第80話 ペタフティクワ(希望のドア)

文字数 676文字

「マリアちゃん、いつもありがとう! おまけにこれもつけとくよ!」
 マリアは青果店で買い物をしている。店主は機嫌良さそうに、人参とじゃがいもを手渡してくれた。

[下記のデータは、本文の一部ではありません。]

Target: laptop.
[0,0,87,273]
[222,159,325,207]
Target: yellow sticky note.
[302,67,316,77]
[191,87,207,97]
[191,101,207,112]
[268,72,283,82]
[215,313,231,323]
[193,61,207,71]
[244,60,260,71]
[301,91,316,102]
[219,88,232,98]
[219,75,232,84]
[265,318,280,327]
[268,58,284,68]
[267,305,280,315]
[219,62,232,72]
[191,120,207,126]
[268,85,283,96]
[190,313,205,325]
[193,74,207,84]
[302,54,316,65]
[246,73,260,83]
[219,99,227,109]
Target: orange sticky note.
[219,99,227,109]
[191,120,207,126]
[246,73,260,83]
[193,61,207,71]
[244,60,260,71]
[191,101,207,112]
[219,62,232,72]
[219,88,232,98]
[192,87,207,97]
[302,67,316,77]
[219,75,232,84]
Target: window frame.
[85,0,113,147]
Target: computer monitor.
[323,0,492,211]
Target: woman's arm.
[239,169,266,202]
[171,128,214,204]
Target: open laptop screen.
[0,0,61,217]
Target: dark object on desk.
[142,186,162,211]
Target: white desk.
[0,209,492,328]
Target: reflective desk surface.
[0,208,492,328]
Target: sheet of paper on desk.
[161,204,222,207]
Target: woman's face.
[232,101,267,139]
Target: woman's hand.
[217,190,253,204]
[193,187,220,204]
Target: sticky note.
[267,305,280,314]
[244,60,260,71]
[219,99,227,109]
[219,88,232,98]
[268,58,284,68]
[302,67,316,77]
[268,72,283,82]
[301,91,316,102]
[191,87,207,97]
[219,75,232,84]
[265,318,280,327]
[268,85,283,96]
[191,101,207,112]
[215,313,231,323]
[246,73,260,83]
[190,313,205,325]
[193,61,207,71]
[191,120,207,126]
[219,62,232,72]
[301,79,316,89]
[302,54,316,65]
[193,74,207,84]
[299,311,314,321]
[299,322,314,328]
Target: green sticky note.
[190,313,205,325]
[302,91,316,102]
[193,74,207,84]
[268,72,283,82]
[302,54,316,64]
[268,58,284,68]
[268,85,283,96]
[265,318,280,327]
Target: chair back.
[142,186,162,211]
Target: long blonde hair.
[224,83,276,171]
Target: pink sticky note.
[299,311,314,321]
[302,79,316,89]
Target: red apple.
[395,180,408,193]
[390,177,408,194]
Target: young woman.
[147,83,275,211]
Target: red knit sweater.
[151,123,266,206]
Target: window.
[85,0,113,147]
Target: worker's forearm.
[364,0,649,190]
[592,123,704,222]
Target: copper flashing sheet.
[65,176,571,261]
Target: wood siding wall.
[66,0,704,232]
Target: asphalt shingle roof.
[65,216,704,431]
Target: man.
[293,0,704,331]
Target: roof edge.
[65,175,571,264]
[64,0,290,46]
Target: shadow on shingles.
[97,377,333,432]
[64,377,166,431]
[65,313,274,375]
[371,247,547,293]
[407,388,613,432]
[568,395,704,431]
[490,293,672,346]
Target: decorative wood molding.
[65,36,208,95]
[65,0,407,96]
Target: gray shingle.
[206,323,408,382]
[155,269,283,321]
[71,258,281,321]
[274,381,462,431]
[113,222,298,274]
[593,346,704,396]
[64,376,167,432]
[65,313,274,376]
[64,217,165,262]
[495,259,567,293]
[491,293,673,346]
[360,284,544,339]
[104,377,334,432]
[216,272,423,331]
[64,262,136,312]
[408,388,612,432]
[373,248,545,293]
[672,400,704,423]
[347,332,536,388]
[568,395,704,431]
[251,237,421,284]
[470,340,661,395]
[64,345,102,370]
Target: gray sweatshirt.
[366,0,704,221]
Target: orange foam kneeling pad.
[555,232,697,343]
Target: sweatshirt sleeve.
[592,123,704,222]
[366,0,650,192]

「マサルさんこそ、いつもありがとうございます! スーパーよりも八百勝さんのお野菜のほうが、断然美味しいですから!」
 マリアは如才なく応える。

「嬉しいこと言ってくれるねぇ! 端数はいらないよ、また来てくれよな!」

「はい! 明日も来ます!」
 マリアは学校で見せないような笑顔を振りまき、店を離れた。


 それを遠目に見ていた別の客が、マサルに話しかけた。
「ちょっと、あなた! あの子ばっかりずるいじゃないの! 依怙贔屓だわ!」

「奥さん、それは違います」

「なにが違うのよ! あの子が若くて可愛いからあんたも鼻の下伸ばしてるんでしょ? あんな不良みたいな子に」

「マリアちゃんはそんな子じゃありません。先日の町の奉仕作業で、うちの前の道路を綺麗にしてくれました。排水溝のドロも彼女がショベルでさらえてたんですよ?」

「あ、あたくしだって家の庭掃除くらいしますわ!」

「それだけじゃないです。このまえ俺がヘマしてワゴンの野菜をぶっちゃけた時、マリアちゃんはすぐ駆け寄って一緒に拾ってくれました。奥さんも偶然あの時いましたが、気にもとめてませんでしたよね」

「そんなのあたしに関係ないことじゃない!」

「はい、そうですね。だけど、俺がどちらにおまけしたくなるかは分かってもらえたと思います。それに、マリアちゃんは俺のことを名前で呼んでくれますが、奥さんにはあなたとかあんたとしか言われたことがないです」

 客は口をつぐんだ。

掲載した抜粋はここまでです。